Celem przyświecającym obu organizacjom oraz uczestnikom i uczestniczkom była refleksja nad tym, czy ekoinnowacje i zielona gospodarka mogą dać odpowiedź na jedno z najpilniejszych wyzwań, przed jakim stoi Polska i Europa – problem bezrobocia wśród osób młodych.
Czy zielona modernizacja stymuluje innowacje w gospodarce? Czy miejsca pracy tworzone w zielonej energetyce, gospodarce odpadami, rolnictwie czy biotechnologii są atrakcyjne dla młodych? Jak włączyć młodych w procesy decydowania i dać im poczucie sprawczości? Jak nie dopuścić do powstania kolejnych „straconych pokoleń” i masowej emigracji młodych? Jak uchronić ich przed wpływami populizmu?

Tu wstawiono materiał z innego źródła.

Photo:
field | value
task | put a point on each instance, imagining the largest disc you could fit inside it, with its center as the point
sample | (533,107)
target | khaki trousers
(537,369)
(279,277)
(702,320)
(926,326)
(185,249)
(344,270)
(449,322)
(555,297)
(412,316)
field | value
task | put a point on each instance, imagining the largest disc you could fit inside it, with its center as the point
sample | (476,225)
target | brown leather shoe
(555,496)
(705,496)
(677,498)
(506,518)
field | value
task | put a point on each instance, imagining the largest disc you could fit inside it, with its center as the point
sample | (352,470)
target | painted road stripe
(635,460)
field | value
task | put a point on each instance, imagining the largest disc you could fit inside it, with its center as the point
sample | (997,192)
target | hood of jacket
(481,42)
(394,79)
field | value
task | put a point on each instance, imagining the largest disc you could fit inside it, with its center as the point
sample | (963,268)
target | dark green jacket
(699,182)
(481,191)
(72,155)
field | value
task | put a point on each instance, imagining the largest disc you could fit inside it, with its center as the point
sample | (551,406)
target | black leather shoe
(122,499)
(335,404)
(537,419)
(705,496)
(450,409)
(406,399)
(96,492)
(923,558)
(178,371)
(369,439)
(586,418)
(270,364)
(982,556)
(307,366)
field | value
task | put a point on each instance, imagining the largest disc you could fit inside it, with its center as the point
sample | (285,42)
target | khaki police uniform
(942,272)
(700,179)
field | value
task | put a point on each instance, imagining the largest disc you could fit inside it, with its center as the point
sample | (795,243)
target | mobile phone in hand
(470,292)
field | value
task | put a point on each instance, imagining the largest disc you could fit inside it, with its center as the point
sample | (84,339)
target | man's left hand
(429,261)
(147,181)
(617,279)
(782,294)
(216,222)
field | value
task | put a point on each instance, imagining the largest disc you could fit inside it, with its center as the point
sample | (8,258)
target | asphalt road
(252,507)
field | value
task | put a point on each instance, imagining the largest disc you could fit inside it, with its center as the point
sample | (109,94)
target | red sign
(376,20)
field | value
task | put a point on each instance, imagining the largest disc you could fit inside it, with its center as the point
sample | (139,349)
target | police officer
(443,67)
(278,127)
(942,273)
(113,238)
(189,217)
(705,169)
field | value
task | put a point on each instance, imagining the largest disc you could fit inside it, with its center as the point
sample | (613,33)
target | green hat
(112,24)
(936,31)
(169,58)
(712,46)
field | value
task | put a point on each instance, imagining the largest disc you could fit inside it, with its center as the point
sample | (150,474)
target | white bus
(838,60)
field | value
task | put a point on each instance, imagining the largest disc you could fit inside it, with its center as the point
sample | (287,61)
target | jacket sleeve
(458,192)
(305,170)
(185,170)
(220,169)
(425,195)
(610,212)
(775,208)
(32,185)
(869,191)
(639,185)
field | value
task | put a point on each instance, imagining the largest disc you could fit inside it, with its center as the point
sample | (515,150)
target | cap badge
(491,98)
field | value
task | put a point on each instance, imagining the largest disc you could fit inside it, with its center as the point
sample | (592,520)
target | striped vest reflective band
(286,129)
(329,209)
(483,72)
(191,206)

Kraj dla młodych czy bez młodych?
Chroniczne bezrobocie, rozdźwięk między aspiracjami a rzeczywistością, frustracje i brak perspektyw są także przyczyną radykalizacji młodych i mogą prowadzić do wzrostu siły ruchów radykalnych i populistycznych, jak również ksenofobii. Wysokie bezrobocie wśród młodych to nie tylko problem Polski, ale także całej Europy – w krajach takich jak Włochy, Hiszpania, Grecja czy Portugalia połowa młodych pozostaje bez pracy. Komisja Europejska stworzyła programy, których celem jest przeciwdziałanie zjawisku, takie jak „Gwarancja dla Młodzieży”, wdrażana również w Polsce.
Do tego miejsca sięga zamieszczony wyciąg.